“No,” said Sidney, “but I know her by sight. She’s got a stern face.”

“Starn! You’d be starn-looking too if you’d come through what Sal Winder has. First she married Joshua Winder; he was a bad lot if ever there was one, and after they’d been married ten years and had four children, what does he do but up and run away with a bound girl at Mr. Phillipses, a red-cheeked, bold-faced critter she was. Well, Sal never said nothin’. She was left with a mortgage and the four children and a roof that leaked. I don’t s’pose anyone ever knowed the shifts Sal was put to to bring up them young ones and work that place and make both ends meet and keep the roof of the old house from falling in. Mebbe you’ve remarked the old house? It’s got a white rosebush by the door, and blue ragged-sailors in the yard, and the pile of bricks beyond was once a smoke house. She had all her hams and bacon stole one year to make things easier for her. Well, her oldest boy was the most remarkable young one that Dole ever see. Joshua his name was, after his father, but that’s all the likeness there was between the two of them. That boy was jist grit and goodness clean through! And the way he helped his mother! There wasn’t a foot of that old place they didn’t work, and prices were good then, and in about six years Sal got the mortgage paid. She gave a dollar to the plate in church the next Sunday. Some held ’twas done to show off, but Sal wasn’t that stripe of woman. ’Twas a thank-offering, that’s what it was.

“Well, next year Sal built a barn, and the year after the new house was begun. The house went on slowly, for Sal wanted to pay as she went along. Well, at last the house was built and painted real tasty, and one day I was over there to visit a spell, and Sal says, ‘Joshua has gone to pay the painter for the house painting,’ she says; ‘it’s a sort of celebration for us and we’re having ducks for supper. I hope you’ll stay and help us celebrate.’ Then she went on to say how good Joshua had been, which she didn’t need to tell me, for all Dole knowed he was perfect if ever there was a perfect son. So jest after the lamps was lighted, in come Joshua. He was tall and slim; he favoured Sal in his looks; he had worked so hard ever since he was little that his hands had a turrible knotty look like an old man’s, and he had a sort of responsible expression to his face.

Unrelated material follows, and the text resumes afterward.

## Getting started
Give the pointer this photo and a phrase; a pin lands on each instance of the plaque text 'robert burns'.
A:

Well, we was all setting at supper and Joshua had cut up the ducks and we was all helped, and Sal says, ‘Now make your supper all of ye. We’ve had a hard row to hoe, Joshua and me, but we’ve kep’ it clear o’ weeds, and I guess we’re goin’ to have a harvest o’ peace and quiet after the grubbin’.’ Joshua looked up at his mother, and I never seen two people more happy to look at. Sal was real talkative that night, and she says:

“‘Well, Temperance, I’m right glad you’re here to-night. I’m perfectly content this night,’ she says. The words wasn’t out of her mouth till I saw Joshua give a shiver—like a person with a chill in his back.

“‘Have you got a chill, Joshua?’ I says, and he laughed quite unconsarned, and he says, ‘Yes, I seem to have the shivers.’

“Four days after that Joshua Winder lay dead in the new house.... My! I mind how his hands looked in his coffin. His face was young, but his hands looked as if he’d done his heft o’ work. No, never say you are perfectly content. It’s turrible dangerous.”

Sidney’s sensitive heart was wrung by the homely story.

“Oh, Temperance,” he said, “why did you tell me that?” She looked at him as a surgeon might regard one whom his healing lancet had pained.

“Because,” said Temperance, “because it’s a tempting o’ Providence to say or to think you are content. I ain’t superstitious, but I’d rather hear the bitterest complainings as to hear anyone say that.”

“And yet,” said Sidney, “I should think the Lord would be pleased to see people happy, each in his own way.”